President Joachim Gauck announced on Thursday that he would not ratify the EU's second-generation rescue fund, known as the European Stability Mechanism (ESM), until legal challenges to the fund had been cleared. The German Constitutional Court had asked earlier in the day that the president grant the Karslruhe judges time to examine a probable legal challenge from the Left party.
A spokesman for Gauck said that "the German president intends to acquiesce to this request," saying it was in the traditional spirit of cooperation between the main German political entities and out of respect to the Constitutional Court in Karlsruhe.
This decision means that the ESM and the fiscal pact will probably not be able to come into force across the entire bloc on July 1 as previously planned.
German politicians had been racing to make the deadline anyway, with a breakthrough compromise announced on Thursday between the ruling coalition and opposition parties.
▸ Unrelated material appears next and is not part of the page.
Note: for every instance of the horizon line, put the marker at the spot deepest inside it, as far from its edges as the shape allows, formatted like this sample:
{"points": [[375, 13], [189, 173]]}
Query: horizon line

Both German houses of parliament, the Bundestag and the Bundesrat, are scheduled to vote on the deals on June 29.
Chancellor Merkel's spokesman Steffen Seibert rubbished suggestions that Merkel had pressed Gauck to pass the measures, telling reporters on Thursday that the chancellor "never even spoke with German President Joachim Gauck about the timing of the ratification of the ESM and the fiscal pact."
Parliamentary deal reached, before separate setback
Hours before Gauck's announcement, politicians announced that they had come up with a deal to guarantee the required two-thirds majority on the ESM and the fiscal pact. The need for a two-thirds majority meant the ruling coalition would not have been able to push the measures through without broader support.
Parallel projects designed to boost growth and create jobs, along with a push for a Europe-wide transaction tax were said to be the opposition's main requirements in return for a promise to support the two European measures.
The fiscal pact is a deal signed by every EU member except the Czech Republic and the UK. Under the terms, governments agree to keep their annual budgets within pre-existing borrowing limits, or face intervention or sanction from Brussels.
The ESM is the EU's second rescue fund, often called a "bailout" fund, that is a combination of hard currency and credit guarantees from EU member states that is set aside for future emergency loans packages like those granted to Greece, Ireland, Portugal and to Spanish banks. The fund, with a theoretical lending capacity of at least 500 billion euros, replaces the existing European Financial Stability Facility (EFSF); it is supposed to have greater flexibility to act than the EFSF.